The Kubernetes Lease resource replaces Redis. The controller manager handles the renewal protocol, and the renewDeadline / leaseDuration parameters are tuned to prevent split-brain by default.

Fix 4: etcd for Strong Consistency

If you need linearizable leader election (stronger than Redis, which is eventually consistent under network partitions), use etcd:

import { Etcd3 } from 'etcd3'

const etcd = new Etcd3({ hosts: 'etcd:2379' })

async function runAsLeader() {
  const election = etcd.election('my-service-leader')

  // campaign() blocks until this instance becomes leader
  // Uses etcd's Raft consensus — linearizable, no split-brain
  const campaign = await election.campaign(process.env.HOSTNAME!)

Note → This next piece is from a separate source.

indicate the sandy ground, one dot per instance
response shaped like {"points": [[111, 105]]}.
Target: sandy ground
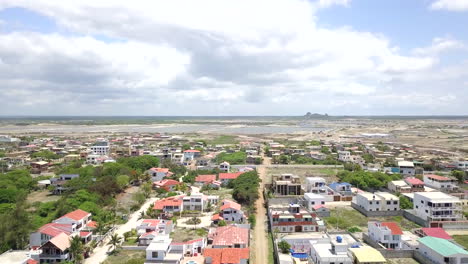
{"points": [[260, 240], [205, 221], [100, 253]]}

  console.log('Became leader!')

  // When step down is needed:
  // await campaign.resign()

  // Watch for leadership changes
  election.observe().on('change', (leader) => {
    console.log('Current leader:', leader)
  })
}

runAsLeader().catch((err) => {
  console.error('Lost election or error:', err)
  process.exit(1)
})

etcd uses the Raft consensus algorithm — it's impossible for two nodes to both believe they're leader at the same time (unlike Redis, which can have clock-based issues in network partition scenarios).

The Lease Duration Trade-off

Short lease (5 seconds):
  ✅ Fast failover — new leader elected in ~5 seconds
  ❌ More renewal network traffic
  ❌ Noisy — brief Redis hiccup causes unnecessary leader change
  ❌ Old leader gets 5 seconds where it might do stale work

Long lease (60 seconds):
  ✅ Robust to transient network issues
  ✅ Less renewal traffic
  ❌ Slow failover — 60 seconds of downtime if leader dies
  ❌ Old leader has 60 seconds to do stale work (unless using fencing)

A good default for most services:

leaseTTL: 15 seconds
renewInterval: 5 seconds (renew at 1/3 TTL)
failover time: ~15 seconds (one full TTL expiry)
Add fencing tokens if even 15 seconds of split-brain is unacceptable

Leader Election Checklist

Risk	Solution
Two leaders simultaneously	Fencing tokens + lease per-operation check
Leader dies, no failover	TTL on lease — auto-expires and enables new election
Redis restart → all leases lost	Handle `onLostLeadership`, graceful shutdown
Leader can't renew but is healthy	Stop all leader work when renewal fails
Split-brain during partition	etcd or K8s Lease (Raft-based, linearizable)
Stale leader finishes long operation	Fencing token rejected by database

Conclusion

Leader election bugs are silent in development (single node, no partitions) and catastrophic in production (duplicate billing, corrupted state, split-brain). The minimum viable safe implementation has three properties: a short-lived lease that auto-expires, strict step-down when renewal fails (even if the node is otherwise healthy), and fencing tokens on any writes so stale leaders can't corrupt state. For Kubernetes deployments, use the built-in Lease resource rather than rolling your own. For stronger guarantees, use etcd's Raft-based election. Whatever approach you choose, test the network-partition scenario — that's where elections go wrong.